During World War II, my grandmother had 5 sons (of her 8 children) serving in the US Navy at the same time. They served as coxswains of landing craft on the beaches of North Africa and Sicily, as Sea Bees building air bases under fire on newly recaptured Pacific islands, on aircraft carriers — and many places in between. They all returned home safely. My father and 3 of his brothers have since passed on. The youngest, now 87, still survives.
According to our genealogy records, some member of our family has served in every American war including the French and Indian, the Revolutionary, and on both sides of the War Between The States. My own service was on nuclear submarines for 8 years of the Cold War. Hopefully, my son will never have call to continue this history. Perhaps someday, no-one’s son or daughter will have to.

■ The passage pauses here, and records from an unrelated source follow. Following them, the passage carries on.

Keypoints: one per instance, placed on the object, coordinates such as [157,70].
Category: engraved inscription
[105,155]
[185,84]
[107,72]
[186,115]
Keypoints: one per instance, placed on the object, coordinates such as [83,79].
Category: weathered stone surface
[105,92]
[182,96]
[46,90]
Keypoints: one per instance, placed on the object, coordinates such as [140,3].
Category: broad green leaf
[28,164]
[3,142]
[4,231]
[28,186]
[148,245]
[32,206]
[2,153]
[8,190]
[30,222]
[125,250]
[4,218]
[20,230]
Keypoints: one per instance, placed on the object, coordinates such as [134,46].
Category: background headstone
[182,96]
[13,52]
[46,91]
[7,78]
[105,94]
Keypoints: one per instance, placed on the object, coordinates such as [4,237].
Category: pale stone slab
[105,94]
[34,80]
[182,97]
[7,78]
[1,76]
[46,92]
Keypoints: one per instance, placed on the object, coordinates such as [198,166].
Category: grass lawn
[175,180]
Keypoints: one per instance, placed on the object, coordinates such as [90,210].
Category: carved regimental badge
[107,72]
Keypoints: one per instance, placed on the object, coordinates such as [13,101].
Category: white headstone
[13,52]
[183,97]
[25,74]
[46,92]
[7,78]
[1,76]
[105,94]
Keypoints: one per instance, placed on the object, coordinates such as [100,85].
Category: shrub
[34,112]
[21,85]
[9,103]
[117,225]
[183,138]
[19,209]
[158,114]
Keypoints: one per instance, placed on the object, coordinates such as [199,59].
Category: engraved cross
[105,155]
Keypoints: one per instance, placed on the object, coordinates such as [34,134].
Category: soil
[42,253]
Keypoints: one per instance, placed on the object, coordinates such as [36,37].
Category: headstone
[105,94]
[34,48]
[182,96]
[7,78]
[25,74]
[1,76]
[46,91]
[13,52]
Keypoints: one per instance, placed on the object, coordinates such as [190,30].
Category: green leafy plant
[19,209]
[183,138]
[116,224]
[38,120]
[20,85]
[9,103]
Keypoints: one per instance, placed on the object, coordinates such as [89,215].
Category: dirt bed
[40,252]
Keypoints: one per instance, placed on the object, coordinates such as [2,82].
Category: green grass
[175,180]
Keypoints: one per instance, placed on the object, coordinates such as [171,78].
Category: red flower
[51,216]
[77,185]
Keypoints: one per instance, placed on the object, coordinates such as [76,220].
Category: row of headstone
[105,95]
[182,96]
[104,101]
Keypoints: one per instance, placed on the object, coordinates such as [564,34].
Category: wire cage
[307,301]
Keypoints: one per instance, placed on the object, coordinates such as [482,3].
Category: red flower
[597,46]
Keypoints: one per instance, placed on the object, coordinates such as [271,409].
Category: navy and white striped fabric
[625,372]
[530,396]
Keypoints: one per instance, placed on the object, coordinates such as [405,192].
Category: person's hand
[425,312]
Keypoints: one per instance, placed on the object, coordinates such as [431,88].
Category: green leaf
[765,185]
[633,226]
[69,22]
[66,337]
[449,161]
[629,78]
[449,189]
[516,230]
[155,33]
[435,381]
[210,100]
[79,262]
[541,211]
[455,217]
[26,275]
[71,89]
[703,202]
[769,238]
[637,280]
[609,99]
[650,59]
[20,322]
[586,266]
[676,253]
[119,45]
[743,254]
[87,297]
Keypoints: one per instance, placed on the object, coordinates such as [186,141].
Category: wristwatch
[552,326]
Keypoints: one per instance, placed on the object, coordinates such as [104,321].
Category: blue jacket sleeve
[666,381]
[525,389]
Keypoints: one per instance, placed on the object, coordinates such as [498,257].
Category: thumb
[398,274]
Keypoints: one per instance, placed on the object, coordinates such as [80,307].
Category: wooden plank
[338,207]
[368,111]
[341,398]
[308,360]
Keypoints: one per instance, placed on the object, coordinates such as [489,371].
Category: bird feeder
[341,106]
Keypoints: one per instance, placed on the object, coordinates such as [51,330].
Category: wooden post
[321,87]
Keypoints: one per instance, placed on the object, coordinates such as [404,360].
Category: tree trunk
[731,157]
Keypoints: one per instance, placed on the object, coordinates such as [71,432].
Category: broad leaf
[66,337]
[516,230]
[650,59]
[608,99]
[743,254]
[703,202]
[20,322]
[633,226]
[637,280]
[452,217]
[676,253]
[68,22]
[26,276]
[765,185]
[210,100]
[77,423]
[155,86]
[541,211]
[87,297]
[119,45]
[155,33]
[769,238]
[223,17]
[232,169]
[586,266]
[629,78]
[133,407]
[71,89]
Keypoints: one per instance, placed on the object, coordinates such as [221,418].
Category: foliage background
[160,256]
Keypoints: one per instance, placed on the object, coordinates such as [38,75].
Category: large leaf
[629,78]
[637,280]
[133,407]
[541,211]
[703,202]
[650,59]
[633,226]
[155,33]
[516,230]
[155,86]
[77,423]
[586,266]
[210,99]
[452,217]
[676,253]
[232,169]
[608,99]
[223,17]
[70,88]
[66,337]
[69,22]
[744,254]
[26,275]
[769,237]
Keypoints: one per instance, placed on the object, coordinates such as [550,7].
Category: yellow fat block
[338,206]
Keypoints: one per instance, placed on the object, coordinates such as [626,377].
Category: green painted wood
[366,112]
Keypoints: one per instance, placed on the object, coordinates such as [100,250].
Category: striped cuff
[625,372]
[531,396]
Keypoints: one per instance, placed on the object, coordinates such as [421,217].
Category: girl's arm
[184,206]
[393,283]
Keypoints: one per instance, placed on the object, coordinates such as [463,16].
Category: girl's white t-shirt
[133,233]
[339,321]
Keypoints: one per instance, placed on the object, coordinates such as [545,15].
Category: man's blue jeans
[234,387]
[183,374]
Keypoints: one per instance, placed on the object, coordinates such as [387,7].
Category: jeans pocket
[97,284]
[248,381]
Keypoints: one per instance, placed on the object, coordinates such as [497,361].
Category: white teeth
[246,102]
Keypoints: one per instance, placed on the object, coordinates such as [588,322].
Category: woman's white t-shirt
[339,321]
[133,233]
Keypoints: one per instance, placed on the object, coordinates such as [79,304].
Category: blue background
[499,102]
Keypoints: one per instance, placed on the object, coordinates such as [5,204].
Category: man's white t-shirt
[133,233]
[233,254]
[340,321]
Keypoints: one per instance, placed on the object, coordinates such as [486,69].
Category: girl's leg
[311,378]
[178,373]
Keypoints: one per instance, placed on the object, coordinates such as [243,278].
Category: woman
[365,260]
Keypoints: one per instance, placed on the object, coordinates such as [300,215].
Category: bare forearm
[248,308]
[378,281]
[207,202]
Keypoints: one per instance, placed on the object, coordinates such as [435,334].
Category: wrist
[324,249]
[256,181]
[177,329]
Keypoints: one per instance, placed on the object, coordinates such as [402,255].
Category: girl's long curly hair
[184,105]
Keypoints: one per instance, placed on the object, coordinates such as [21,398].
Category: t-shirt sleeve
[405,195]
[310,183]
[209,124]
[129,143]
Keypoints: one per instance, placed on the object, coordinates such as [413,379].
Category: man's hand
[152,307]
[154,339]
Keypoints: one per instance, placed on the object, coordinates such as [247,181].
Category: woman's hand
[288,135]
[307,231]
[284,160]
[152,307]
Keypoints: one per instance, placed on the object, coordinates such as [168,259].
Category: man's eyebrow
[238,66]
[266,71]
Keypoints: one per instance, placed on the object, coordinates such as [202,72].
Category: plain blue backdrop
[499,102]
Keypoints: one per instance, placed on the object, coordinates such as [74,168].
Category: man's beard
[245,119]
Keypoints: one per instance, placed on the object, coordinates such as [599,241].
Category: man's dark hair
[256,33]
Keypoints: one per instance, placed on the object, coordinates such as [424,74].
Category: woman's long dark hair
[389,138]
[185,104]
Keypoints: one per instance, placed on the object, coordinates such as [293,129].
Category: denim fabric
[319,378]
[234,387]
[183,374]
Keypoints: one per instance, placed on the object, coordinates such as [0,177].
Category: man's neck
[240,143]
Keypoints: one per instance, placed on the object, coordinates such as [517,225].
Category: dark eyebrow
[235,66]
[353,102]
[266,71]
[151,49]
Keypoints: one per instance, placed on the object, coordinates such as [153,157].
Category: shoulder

Consequently, Memorial Day and Veteran’s Day have special significance to us and is occasioned by visits to military cemeteries to pay respects. Read about the Blue Star Flag in the photo above at: War Mothers Flag
World War I – known at the time as “The Great War” – officially ended when the Treaty of Versailles was signed on June 28, 1919, in the Palace of Versailles outside the town of Versailles, France. However, fighting ceased seven months earlier when an armistice, or temporary cessation of hostilities, between the Allied nations and Germany went into effect on the eleventh hour of the eleventh day of the eleventh month. For that reason, November 11, 1918, is generally regarded as the end of “the war to end all wars.”
In 1926, November 11th was declared a national holiday in the U.S. It’s name was changed to Armistice Day in 1938 and then to Veterans Day in 1954.